Then, quite suddenly, not long before eleven o'clock, the rain stopped and we desperately searched the sky for hints of blue and a parting in the clouds. They didn't come, of course, but after a time the grey sky started to darken, slowly and almost imperceptibly. Just before ten past eleven,
everything went suddenly silent. Even the preacher-comedian was hushed.
Totality swept in upon us like the shadow of some monstrous, black bird. The street lights in Newlyn, then in Penzance, came on. A thousand camera flash guns popped, pointlessly. All about there was a sepia-clad silence. It was easy to understand how ancient man would have been thrown into panic by this unworldly spectacle - the popping of flash guns was only a modern version of the gong-banging of the ancients trying to chase away the sun-eating dragon.
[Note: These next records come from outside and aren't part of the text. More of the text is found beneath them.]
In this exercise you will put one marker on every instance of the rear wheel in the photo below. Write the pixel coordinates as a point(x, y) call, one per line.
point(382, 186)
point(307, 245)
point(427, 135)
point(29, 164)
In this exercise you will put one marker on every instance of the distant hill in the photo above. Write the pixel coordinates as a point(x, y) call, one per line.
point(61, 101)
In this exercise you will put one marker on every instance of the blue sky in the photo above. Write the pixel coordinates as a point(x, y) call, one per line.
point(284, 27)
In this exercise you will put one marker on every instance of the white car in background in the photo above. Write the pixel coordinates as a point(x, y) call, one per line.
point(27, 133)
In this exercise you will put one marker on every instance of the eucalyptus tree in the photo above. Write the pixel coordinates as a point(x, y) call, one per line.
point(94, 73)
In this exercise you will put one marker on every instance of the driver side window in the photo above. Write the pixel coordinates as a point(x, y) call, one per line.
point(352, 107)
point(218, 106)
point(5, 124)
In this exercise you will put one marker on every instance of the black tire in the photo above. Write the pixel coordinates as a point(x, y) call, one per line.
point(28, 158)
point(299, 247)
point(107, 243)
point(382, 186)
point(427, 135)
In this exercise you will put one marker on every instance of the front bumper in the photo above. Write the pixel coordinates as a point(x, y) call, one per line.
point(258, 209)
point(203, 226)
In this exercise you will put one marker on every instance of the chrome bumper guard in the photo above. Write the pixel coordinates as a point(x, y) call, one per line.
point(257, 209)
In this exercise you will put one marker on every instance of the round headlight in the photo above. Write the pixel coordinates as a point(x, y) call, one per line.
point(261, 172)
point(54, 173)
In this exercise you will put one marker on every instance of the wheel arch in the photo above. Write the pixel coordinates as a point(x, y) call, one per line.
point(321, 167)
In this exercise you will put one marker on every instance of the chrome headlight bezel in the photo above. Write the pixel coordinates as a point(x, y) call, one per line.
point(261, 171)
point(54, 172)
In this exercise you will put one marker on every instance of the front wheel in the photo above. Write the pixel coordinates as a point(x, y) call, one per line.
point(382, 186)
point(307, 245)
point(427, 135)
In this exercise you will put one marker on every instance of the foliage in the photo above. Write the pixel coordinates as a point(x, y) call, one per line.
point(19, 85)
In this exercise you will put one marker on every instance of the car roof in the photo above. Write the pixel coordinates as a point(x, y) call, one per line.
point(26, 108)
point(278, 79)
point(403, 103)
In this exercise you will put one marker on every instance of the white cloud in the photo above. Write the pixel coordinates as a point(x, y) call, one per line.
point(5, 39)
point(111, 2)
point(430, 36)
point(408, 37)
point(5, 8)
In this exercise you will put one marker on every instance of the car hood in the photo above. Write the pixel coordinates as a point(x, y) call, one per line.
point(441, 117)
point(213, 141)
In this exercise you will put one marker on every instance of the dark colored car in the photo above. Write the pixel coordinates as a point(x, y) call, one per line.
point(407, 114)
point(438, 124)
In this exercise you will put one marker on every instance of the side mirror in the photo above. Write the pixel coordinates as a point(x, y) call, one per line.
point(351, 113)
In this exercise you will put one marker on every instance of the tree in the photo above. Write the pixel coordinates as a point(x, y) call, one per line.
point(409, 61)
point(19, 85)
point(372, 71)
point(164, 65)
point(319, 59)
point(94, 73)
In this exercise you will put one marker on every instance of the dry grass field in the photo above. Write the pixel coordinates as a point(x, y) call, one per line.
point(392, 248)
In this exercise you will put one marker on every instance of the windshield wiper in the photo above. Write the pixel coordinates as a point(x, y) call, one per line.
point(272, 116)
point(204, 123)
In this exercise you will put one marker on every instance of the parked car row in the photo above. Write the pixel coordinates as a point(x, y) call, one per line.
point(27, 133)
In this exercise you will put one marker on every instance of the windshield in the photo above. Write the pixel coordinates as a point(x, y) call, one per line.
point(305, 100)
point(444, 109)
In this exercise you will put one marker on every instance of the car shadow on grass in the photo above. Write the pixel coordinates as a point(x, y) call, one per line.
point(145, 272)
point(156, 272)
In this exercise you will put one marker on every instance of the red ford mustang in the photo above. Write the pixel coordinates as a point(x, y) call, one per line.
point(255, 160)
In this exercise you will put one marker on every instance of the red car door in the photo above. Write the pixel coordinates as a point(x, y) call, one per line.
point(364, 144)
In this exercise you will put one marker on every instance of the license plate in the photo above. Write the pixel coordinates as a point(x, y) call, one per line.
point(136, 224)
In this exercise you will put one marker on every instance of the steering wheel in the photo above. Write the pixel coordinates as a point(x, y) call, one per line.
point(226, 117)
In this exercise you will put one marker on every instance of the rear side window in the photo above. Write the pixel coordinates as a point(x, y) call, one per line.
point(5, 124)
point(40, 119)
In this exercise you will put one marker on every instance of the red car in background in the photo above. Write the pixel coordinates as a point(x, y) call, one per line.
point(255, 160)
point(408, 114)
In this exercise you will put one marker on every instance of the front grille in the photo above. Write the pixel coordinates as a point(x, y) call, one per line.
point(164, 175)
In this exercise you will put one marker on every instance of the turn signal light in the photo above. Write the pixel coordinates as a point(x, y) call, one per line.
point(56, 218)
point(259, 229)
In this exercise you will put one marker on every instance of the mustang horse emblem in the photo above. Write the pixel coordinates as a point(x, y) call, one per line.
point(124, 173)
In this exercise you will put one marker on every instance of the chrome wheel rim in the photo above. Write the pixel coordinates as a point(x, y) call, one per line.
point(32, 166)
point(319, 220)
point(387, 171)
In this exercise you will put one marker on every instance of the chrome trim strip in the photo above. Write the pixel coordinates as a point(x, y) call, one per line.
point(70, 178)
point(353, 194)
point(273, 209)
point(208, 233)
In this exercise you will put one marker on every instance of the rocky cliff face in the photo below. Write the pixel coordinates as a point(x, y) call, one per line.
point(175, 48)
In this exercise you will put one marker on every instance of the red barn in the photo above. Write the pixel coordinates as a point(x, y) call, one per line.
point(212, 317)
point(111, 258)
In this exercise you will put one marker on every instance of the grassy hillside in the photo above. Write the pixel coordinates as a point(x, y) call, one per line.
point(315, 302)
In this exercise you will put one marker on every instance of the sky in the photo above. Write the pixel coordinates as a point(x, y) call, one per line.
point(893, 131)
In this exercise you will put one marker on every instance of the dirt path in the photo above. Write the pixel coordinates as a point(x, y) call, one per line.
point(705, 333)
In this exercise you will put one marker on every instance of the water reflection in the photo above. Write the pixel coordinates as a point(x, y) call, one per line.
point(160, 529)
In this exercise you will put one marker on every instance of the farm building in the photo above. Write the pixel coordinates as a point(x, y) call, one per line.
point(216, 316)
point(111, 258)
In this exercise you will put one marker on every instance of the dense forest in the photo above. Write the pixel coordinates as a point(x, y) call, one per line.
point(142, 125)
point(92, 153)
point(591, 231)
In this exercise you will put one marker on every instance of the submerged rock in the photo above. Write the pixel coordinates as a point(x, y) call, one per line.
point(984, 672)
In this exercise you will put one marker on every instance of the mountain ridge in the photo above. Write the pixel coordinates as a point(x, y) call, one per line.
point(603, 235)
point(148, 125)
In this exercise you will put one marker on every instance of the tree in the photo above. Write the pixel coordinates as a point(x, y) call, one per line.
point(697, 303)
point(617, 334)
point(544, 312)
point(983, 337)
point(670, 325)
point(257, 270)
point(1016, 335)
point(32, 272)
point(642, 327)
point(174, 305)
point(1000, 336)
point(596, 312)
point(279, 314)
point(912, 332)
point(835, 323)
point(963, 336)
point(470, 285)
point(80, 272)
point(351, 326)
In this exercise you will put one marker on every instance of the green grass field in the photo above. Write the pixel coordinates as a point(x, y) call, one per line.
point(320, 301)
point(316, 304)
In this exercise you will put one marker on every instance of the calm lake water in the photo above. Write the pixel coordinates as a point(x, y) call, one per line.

Although there must have been thousands of people lining the sea-front, I was reminded just how small, insignificant, and alone man is when confronted with nature at its most magnificent, and was grateful for the company of my wife and sons. After a full minute of silence, a dog barked somewhere and, finding their harsh voices at last, outraged seagulls screamed.
Another minute, and the sepia tints changed momentarily to dusky orange, then to a dirty pink, and finally back to the prosaic greyness of the morning. I had seen no corona, no solar prominence, no Venus or Mercury in the morning sky. I hadn't even seen the crescent sun, as had millions of people outside the zone of totality. But it didn't matter. I knew now that the difference between ninety-five percent, and even ninety-eight or ninety-nine percent totality, and totality itself, was the difference between seeing and understanding. I wouldn't have missed it for the world.
We did see the crescent sun after all. We saw it ten minutes or so later, through a thin cloud cover as we walked past the Tolcarne Inn on our way through Newlyn. It was there for less than a minute, and then was gone, to reappear to us sporadically as we walked on to the village of Mousehole. Our last sight of the crescent sun, now shining quite brightly and all but restored to the dignity of a sphere, was just outside Mousehole. Fittingly, perhaps, we saw it as a reflection in a big puddle left by the heavy rain of the morning.
In the afternoon, as we were coming back into Penzance, we passed by two local ladies who were gossiping on the topic of the day. I overheard a fragment of their conversation: "D'ye see the eclipse?" [Laughter.] "Damp squib, warn' it."
Well, ladies, I didn't think it was a damp squib. I'm already making plans to see the next one. It will be in 2015, and will be visible from the Faroe Islands. And I don't care if it does rain.